Yunus’a Sözüm..

“Bir ben vardır bende, benden içerü”, diyen Yunusa’dır sözüm.
 
O ben var ya bende, benden  içerü , artık sesini duymuyorum, Yunus.
 
Susmuş, yüzyıllardır, olan bitene hayret, olana bitene gayret ile bakar dururum.
 
Gözlerimi kapattığımda ses beklerim, ses yok… Sanki bedenimde ruh yok…
 
Sen yalın ayak dolaşırken, ruhundan ne dinliyordun kim bilir!  Ama, artık bir ben var mıdır bende, benden içeru kimbilir!
 
Hani sen demiştin,:“Ölen hayvan imiş, aşıklar ölmez”.  Ölmeyenler az Yunus.
 
Sarı çiçek ruhuna ne dedi bilmem? “Çiçek eydür devriş baba, gönlüm Hakka doğrudur”, çiçekler kurudu, gönüller susuz Yunus.
 
Asalar çürüdü, çarıklar yırtıldı.  Yerini dört tekerler, iskarpinler aldı.. Aldı da ruhları da bizden aldı Yunus.
 
Ne hakka tutunan kaldı, ne halkla yürüyen..  Gönüller buz oldu Yunus..
 
Hayır dua edenler yok ki selam olsun, selamı da unuttuk, hayır duayı da Yunus…
 
Eğri büğrü sözler çoğaldı, sigaya çeken Kasım sustu Yunus.
 
“İlim ilim bilmektir, ilim kendin bilmektir”, dedin ya, ilim çoğaldı, kendin bilen azaldı Yunus.
 
“Çün okudun bilmezsin, ha bir kuru ekmektir”, demiştin.
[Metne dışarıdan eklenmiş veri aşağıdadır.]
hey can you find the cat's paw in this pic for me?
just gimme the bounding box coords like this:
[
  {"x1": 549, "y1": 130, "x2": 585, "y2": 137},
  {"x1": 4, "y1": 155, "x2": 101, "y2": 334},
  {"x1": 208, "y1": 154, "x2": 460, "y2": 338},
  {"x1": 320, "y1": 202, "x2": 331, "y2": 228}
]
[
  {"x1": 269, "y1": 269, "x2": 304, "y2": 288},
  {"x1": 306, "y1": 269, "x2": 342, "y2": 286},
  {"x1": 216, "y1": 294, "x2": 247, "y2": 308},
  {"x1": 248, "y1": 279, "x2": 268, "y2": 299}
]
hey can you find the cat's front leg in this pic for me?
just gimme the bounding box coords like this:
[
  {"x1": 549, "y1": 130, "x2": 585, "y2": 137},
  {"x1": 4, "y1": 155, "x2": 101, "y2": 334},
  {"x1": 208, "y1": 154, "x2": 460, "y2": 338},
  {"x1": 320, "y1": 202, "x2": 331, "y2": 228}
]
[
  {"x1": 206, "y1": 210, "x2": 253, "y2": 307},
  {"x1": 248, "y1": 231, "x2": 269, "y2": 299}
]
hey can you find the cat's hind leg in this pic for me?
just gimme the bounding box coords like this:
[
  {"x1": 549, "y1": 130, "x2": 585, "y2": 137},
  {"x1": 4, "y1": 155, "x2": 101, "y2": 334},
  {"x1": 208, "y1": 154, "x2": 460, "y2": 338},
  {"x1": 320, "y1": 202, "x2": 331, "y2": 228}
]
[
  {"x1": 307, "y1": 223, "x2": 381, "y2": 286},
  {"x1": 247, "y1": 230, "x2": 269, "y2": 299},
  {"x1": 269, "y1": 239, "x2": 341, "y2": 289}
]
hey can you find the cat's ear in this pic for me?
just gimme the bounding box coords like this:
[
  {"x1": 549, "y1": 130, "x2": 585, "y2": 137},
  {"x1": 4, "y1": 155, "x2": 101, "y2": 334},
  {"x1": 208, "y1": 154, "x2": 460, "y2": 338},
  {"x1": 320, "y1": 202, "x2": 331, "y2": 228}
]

Kuru ekmek fırınlarda doldu Yunus..
 
"Hacca gitmek gönle girmektir", demiştin dün gibi hatırlarım, gönüller ıssız Yunus.
 
“Ah nicedir uyursun uyanmaz mısın ? 
Göçtü kervan kaldık dağlar başında”, diyordun ya dağlar şehir oldu, Yunus.
 
“Elif okuduk ötürü, Pazar eyledik götürü.  
Yaratılmışı hoşgördük Yaratandan ötürü”, diyerek geziyordun, hoşgörü şimdi götürü Yunus…
 
Er odur alçakta dura , 
Yüceden bakan göz değil“,  dedin. Hepimiz yücelerde gezer olduk Yunus…
 
Benzim sarı, gözlerim yaş, Bağrım pare, ciğerim baş 

Halden bilen dertli kardaş

Gel gör beni aşk neyledi,  demiştin ya, ne hal ehli kaldı ne de kardaş Yunus..

 
"Yunus Emre anı görmüş, eline bir divan almış alimler okuyamamış, bu manadan duyan gelsin", ne divan kaldı, ne divanı anlayan…
Divanla çalar oynar olduk, Yunus…
 
Yalancı dünyaya konup göçenler

 Ne söylerler, ne bir haber verirler

 Üzerinde, türlü otlar bitenler

 Ne söylerler, ne bir haber verirler

 
 Kimisinin üstünde biter otlar

 Kiminin başında sıra serviler

 Kimi masum, kimi güzel yiğitler

 Ne söylerler, ne bir haber verirler

 
Toprağa gark olmuş nazik tenleri

Söylemeden kalmış, tatlı dilleri

Gelin, duadan unutman bunları

Ne söylerler, ne bir haber verirler

 
Yunus der ki, gör takdirin işleri

Dökülmüştür kirpikleri kaşları

Başları ucunda hece taşları

Ne söylerler, ne bir haber verirler.